I'm fuckin 23 years old.. and can i think of something that i can call an 'achievement'. sadly no!
it was eating my head that night. i have done a lot of things, few people around me haven't. But still .. i don't call it an achievement. why am i so unsatisfied with the myself? Contentment..is something that i have not felt, about anything. where am i ? what am i born to do in this world ? and what am i doing ? NO IDEA!
anyway, at the moment all that i want to do is.. get deep into computer science and learn all that i missed learning as an under graduation student.
Today is sunday, which means it was last night I watched the movie. This morning I went to ISKCON.. the very famous Lord Krishna Temple, all around the world. I loved it, and it was not my first time. I entered..there was Narasimhan Sanadhi .. then there was a Lord Venkateshwar ( Venky ) sanadhi.
I had forgotten my glasses, i borrowed my mum's spare and looked into the idol of Lord Venky. My mind was flashed, totally. It's been a long time since I prayed to God for something.. so i was hoping i would start again. But damn, i just got lost into him.. I couldn't pray..it was more like a submission. stood there looking into him..for a very longtime. It was nice. i felt nice totally.

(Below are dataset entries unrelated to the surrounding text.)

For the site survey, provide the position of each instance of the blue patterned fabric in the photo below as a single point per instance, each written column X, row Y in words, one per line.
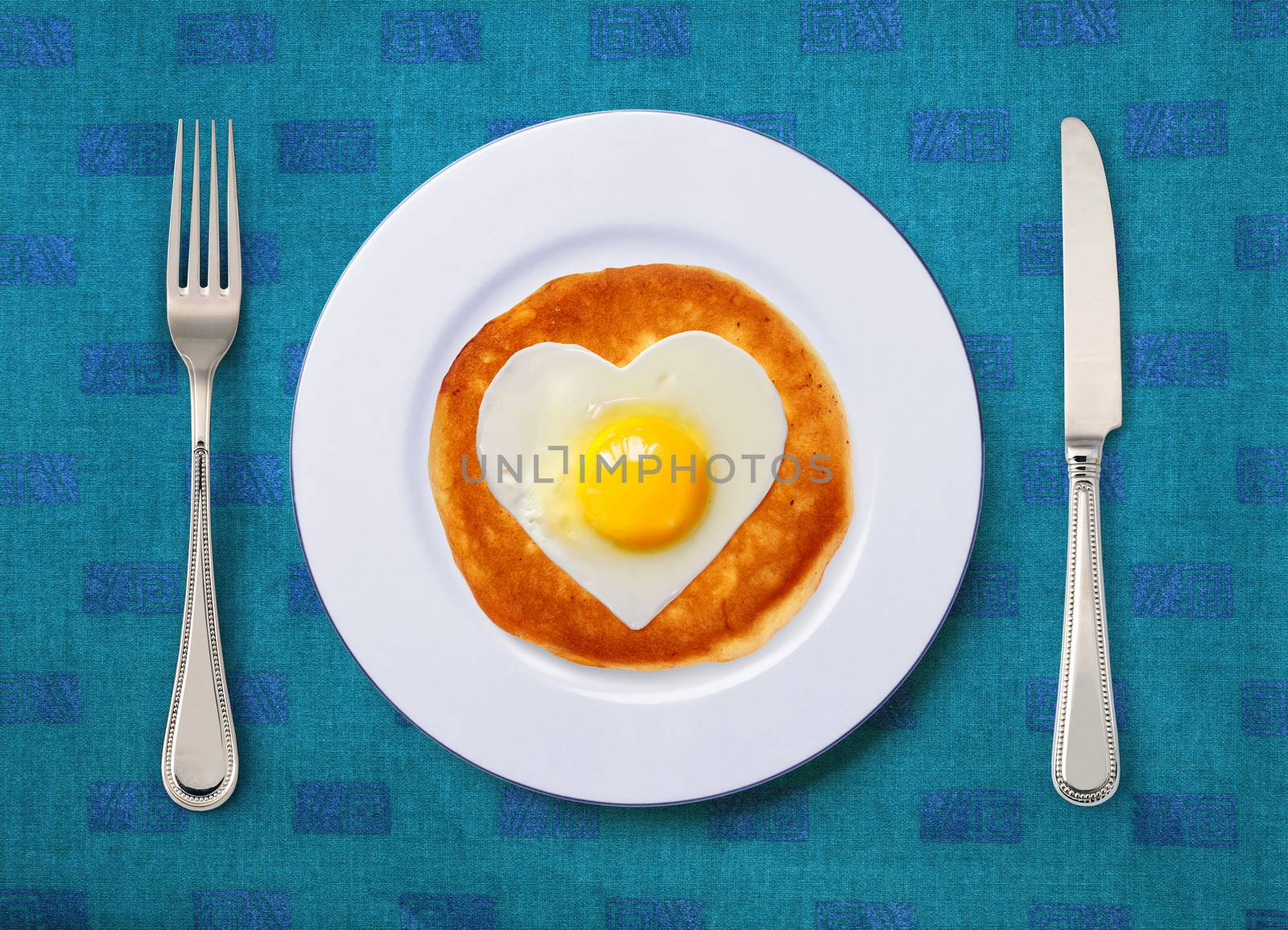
column 939, row 813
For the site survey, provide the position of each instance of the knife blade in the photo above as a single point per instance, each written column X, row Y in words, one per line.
column 1092, row 345
column 1085, row 759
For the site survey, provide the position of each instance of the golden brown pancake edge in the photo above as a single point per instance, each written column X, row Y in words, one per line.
column 770, row 566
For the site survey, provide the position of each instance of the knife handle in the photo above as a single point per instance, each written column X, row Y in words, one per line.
column 1085, row 763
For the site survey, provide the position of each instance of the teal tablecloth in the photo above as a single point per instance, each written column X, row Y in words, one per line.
column 937, row 814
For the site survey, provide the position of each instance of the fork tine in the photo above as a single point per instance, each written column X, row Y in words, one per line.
column 195, row 221
column 233, row 225
column 213, row 242
column 171, row 257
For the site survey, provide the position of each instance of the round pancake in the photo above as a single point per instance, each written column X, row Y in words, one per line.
column 770, row 566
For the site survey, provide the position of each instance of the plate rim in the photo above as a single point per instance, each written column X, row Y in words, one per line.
column 970, row 548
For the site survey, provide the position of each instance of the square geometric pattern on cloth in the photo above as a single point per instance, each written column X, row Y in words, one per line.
column 939, row 812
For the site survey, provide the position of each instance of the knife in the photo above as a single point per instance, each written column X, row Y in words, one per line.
column 1085, row 763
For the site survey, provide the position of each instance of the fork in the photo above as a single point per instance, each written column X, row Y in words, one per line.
column 199, row 762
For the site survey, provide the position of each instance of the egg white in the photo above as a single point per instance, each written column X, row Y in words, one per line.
column 559, row 395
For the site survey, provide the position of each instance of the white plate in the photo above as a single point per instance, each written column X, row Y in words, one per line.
column 579, row 195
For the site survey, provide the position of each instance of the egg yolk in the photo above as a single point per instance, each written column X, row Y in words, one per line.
column 641, row 502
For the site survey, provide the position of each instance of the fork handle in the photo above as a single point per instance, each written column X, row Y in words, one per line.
column 1085, row 764
column 199, row 762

I felt like there was nobody around me..it was just me and God..i was on the sea..floating and the lord was looking into me from the sky. hehe. never felt that way before. Now and then I was sinking..and hands from the underneath kept bring me outside...and after sometime I could just survive in the water. WOW.
It was a lovely time.
got back home..after watching 'Bolt' and 'How to lose a guy in 10 days?'. lolz. the latter movie.. ended up..in not being able to dump him. so.. nobody can? hehe. wish i could find out. but i surely wouldn't risk..the hearts.